Now, Out of the Silent Planet - that's a title to conjure with. Good story too, as it turns out - I reviewed it a while back. But Perelandra? A bit nondescript in comparison, IMHO. Although, admittedly better than Voyage to Venus, as which it was briefly published.
The science - now we've actually managed to get to Venus - is even more wrong than it was in Silent Planet. But, since no-one knew that 60 years ago, we'll let that go.
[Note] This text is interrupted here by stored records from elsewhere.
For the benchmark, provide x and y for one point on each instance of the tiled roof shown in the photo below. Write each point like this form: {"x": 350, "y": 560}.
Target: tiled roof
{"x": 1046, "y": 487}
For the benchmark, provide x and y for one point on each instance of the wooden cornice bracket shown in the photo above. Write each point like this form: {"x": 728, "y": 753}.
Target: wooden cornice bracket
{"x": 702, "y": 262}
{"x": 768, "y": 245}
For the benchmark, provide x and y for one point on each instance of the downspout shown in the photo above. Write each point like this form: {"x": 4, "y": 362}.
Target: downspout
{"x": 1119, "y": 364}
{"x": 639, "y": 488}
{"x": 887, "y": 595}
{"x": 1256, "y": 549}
Lewis has the planet permanently shrouded in cloud, and since that much is accurate, I'm willing to suspend my disbelief for the duration of the story.
A story which is (although the author points out that none of the human characters are allegorical) a thinly veiled allegory for the fall of man in the Garden of Eden, with the result that there is less depth to the story than there was to Silent Planet.
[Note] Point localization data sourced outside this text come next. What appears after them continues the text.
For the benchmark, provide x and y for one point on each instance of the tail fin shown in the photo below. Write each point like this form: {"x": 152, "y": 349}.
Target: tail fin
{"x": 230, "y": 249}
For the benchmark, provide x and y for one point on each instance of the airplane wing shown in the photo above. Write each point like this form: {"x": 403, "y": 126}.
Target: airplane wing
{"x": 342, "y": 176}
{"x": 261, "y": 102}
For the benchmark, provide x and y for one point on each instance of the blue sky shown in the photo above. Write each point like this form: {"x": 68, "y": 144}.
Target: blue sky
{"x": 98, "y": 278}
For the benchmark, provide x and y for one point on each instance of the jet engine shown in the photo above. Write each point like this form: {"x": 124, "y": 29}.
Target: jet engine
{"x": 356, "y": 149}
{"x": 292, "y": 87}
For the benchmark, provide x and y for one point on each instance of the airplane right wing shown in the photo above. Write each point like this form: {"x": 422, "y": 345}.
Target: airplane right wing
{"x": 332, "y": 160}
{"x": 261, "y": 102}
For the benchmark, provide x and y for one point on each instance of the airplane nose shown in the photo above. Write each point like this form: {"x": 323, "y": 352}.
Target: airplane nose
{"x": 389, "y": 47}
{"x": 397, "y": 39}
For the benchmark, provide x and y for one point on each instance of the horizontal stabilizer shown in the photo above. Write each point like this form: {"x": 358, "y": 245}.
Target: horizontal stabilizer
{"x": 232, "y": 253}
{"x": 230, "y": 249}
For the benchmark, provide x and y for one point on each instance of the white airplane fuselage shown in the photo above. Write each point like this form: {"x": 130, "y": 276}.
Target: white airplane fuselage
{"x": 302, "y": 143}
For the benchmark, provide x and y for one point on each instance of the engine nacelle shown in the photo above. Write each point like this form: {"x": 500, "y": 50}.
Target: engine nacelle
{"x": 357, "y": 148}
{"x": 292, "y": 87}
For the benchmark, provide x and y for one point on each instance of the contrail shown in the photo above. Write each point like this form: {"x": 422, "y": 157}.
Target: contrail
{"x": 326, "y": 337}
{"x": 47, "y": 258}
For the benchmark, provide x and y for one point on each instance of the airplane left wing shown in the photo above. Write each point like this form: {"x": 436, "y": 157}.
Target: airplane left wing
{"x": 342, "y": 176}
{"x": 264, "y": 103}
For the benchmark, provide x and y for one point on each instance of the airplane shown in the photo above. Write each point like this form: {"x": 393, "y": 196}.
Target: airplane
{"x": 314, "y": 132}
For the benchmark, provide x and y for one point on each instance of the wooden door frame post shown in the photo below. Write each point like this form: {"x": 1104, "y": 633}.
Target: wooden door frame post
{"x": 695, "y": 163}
None of which, thankfully, prevents it being a good story - if only a good re-telling of the Eden story.
Here, the voice of evil is not represented by anything as innocent as a snake. Oh no, it's Professor Weston - the bad guy from the first volume of the trilogy, gone badder. At times he is just a human with some very bad thoughts, but for most of the story he is seen as the subject of a demonic possession. Indeed, the existence of 'demons' and their interest in the outcome of the story is present in the introductory chapters, in which Lewis, as narrator, goes to meet Ransom.
It is Ransom's task to provide a counter argument to Weston's attempts to subvert the paradise of Venus. In his attempts to do so, we not only encounter the varied landscapes of Perelandra, but also witness some fairly bloody scraps between the two men.
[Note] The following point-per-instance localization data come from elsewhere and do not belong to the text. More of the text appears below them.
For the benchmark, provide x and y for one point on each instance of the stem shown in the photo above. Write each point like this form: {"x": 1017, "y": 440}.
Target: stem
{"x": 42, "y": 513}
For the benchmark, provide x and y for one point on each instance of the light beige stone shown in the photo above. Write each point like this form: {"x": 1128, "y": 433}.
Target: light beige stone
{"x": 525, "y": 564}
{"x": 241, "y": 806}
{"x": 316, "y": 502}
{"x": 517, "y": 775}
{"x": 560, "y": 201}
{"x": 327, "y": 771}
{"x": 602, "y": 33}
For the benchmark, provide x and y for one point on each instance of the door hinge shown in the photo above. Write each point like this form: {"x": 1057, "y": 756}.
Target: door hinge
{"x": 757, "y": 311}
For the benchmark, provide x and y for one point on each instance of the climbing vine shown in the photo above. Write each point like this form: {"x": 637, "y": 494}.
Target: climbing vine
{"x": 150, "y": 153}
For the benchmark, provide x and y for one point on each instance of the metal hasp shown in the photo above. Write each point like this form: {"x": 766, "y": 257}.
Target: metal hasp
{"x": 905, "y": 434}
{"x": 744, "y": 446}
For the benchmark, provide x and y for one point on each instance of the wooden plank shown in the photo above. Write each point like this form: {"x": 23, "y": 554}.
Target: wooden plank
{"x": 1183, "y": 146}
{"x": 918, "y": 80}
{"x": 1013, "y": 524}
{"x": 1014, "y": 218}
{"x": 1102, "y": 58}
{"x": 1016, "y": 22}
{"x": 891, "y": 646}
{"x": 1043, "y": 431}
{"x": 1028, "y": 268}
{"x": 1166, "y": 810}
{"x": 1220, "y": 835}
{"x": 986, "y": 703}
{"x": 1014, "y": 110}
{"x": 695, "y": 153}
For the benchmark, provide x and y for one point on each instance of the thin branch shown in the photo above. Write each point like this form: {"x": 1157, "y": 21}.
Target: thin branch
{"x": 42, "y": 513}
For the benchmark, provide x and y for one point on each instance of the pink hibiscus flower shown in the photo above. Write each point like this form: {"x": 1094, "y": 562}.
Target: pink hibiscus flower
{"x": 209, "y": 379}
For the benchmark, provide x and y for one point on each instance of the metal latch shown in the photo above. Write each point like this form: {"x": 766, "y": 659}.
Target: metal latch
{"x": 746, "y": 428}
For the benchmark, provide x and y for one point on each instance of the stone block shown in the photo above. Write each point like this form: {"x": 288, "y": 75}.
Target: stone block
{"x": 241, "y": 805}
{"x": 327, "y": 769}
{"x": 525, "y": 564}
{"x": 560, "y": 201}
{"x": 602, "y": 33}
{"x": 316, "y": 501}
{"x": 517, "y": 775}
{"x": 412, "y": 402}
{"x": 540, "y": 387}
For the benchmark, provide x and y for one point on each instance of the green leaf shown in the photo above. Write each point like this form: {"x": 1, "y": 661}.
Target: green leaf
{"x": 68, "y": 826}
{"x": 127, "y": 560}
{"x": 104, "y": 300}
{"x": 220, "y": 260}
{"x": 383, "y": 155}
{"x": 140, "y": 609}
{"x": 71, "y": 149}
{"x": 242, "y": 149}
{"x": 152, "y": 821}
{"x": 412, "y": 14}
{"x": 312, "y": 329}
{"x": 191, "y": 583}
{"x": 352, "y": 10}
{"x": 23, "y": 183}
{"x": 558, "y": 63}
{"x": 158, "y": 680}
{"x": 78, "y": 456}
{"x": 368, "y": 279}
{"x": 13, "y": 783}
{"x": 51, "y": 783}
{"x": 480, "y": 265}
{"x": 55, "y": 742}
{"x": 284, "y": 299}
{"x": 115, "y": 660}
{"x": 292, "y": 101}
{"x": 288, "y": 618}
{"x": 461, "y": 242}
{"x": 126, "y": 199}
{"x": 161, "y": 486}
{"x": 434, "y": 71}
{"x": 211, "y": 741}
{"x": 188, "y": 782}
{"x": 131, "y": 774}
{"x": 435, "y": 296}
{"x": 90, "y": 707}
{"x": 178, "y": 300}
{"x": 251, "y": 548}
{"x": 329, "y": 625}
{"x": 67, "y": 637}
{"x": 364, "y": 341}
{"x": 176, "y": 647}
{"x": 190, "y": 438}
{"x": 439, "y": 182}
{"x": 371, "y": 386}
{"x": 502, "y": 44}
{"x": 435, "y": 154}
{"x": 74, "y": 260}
The whole adventure is almost like Narnia with all the nasty bits left in: the evil Weston is utterly evil, but not in the exaggerated way some fantasy can portray evil; he retains just enough humanity to make him all the more disturbing. Likewise Ransom, the good guy, is flawed, doubting his own ability to fulfil his mission, and so the initially simple premise is developed into something much more.
On the downside, at times the story is hijacked by the main characters philosophising - which is OK for fans of C.S. Lewis, because he does it so well, but kind of messes up the action if you're not interested in the reason behind the action (in which case you probably picked up the wrong book to start with anyway).
Ultimately, good wins out, as it is obliged to do, and this version of the Eden story ends without the fall of Perelandrian man. So apparently, one man can make a difference.